Most LLMs forget everything the moment a conversation ends. mnemo fixes that.
mnemo is a sidecar service that watches every conversation you feed it, extracts named entities and relationships using an LLM, builds a persistent knowledge graph in SQLite, and injects relevant context back into future prompts — automatically, in under 50ms.

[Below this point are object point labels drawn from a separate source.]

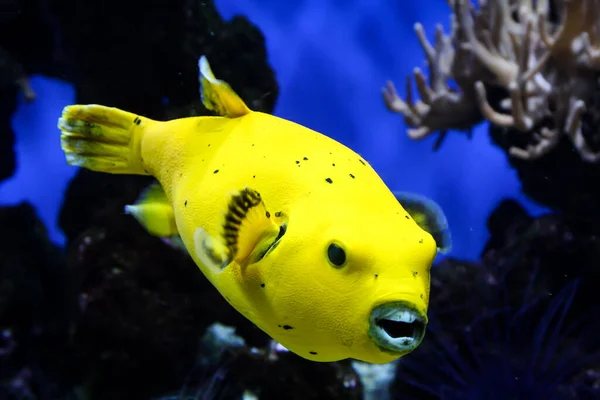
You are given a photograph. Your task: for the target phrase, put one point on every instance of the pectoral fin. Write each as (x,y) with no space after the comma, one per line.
(429,216)
(248,232)
(217,95)
(154,212)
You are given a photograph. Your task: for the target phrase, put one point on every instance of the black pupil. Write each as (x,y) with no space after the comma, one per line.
(336,255)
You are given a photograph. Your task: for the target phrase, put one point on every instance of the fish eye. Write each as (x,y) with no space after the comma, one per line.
(336,255)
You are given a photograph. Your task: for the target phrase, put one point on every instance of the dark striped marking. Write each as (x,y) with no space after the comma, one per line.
(239,206)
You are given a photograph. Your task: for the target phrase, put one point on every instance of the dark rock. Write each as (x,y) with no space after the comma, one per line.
(274,376)
(144,307)
(129,55)
(36,299)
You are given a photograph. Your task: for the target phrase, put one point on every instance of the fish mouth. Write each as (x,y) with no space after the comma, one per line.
(397,327)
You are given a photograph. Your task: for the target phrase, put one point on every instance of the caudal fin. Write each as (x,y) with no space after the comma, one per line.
(102,138)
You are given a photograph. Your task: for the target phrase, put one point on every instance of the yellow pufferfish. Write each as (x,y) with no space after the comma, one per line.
(295,230)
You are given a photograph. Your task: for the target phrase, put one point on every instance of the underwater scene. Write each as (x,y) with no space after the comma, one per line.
(314,199)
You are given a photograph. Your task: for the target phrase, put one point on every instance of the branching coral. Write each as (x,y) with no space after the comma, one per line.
(543,55)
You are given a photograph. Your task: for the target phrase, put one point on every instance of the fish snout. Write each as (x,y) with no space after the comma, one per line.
(397,327)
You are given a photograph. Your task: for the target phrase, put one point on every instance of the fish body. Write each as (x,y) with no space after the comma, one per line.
(295,230)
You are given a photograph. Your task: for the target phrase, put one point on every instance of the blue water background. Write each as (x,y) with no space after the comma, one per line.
(332,58)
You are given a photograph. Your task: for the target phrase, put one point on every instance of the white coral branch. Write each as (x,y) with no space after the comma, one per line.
(514,45)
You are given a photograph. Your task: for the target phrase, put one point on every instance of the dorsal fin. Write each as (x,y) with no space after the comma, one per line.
(249,231)
(217,95)
(429,216)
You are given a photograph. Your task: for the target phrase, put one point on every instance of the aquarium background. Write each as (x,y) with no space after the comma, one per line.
(331,59)
(88,308)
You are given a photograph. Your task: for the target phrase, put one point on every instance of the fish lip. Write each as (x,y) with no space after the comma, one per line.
(409,320)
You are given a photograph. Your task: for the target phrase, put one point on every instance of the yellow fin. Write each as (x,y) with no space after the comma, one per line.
(102,138)
(217,95)
(154,212)
(429,216)
(249,232)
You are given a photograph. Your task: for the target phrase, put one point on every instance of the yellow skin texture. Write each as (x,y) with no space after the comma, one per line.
(326,192)
(388,254)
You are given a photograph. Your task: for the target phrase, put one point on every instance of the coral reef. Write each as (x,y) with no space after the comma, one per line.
(530,68)
(543,55)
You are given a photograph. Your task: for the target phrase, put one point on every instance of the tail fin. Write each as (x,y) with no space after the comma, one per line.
(103,138)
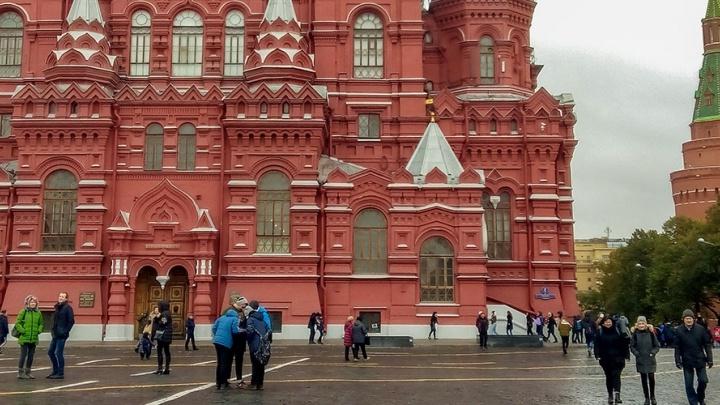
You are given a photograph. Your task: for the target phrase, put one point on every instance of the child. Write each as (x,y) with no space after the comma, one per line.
(144,347)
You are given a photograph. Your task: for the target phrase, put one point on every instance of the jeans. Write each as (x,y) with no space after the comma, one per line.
(695,397)
(27,353)
(224,365)
(612,370)
(356,348)
(258,373)
(56,354)
(163,348)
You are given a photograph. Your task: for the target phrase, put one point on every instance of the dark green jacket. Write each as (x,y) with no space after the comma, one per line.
(30,324)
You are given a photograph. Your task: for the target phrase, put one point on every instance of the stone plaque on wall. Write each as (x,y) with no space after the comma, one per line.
(87,299)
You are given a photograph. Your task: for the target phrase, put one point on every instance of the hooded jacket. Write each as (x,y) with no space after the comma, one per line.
(224,328)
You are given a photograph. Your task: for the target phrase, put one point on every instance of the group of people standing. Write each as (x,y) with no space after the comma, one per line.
(243,325)
(29,324)
(613,342)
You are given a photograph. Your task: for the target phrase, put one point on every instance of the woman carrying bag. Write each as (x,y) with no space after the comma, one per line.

It works with Ollama (fully local, free), OpenAI, Anthropic, or any OpenAI-compatible API. It ships as a single static binary with zero cloud dependency.
your app
│
▼
POST /ingest ──► entity extraction (LLM) ──► knowledge graph (SQLite + petgraph)
│
POST /retrieve ◄── scoring + ranking ◄── graph traversal + full-text search
│
▼
context_prompt ──► inject into your LLM prompt
- You POST raw text to
/ingest(a conversation turn, a document, a note). - mnemo sends it to your configured LLM and extracts entities (people, tools, places, concepts) and the relationships between them.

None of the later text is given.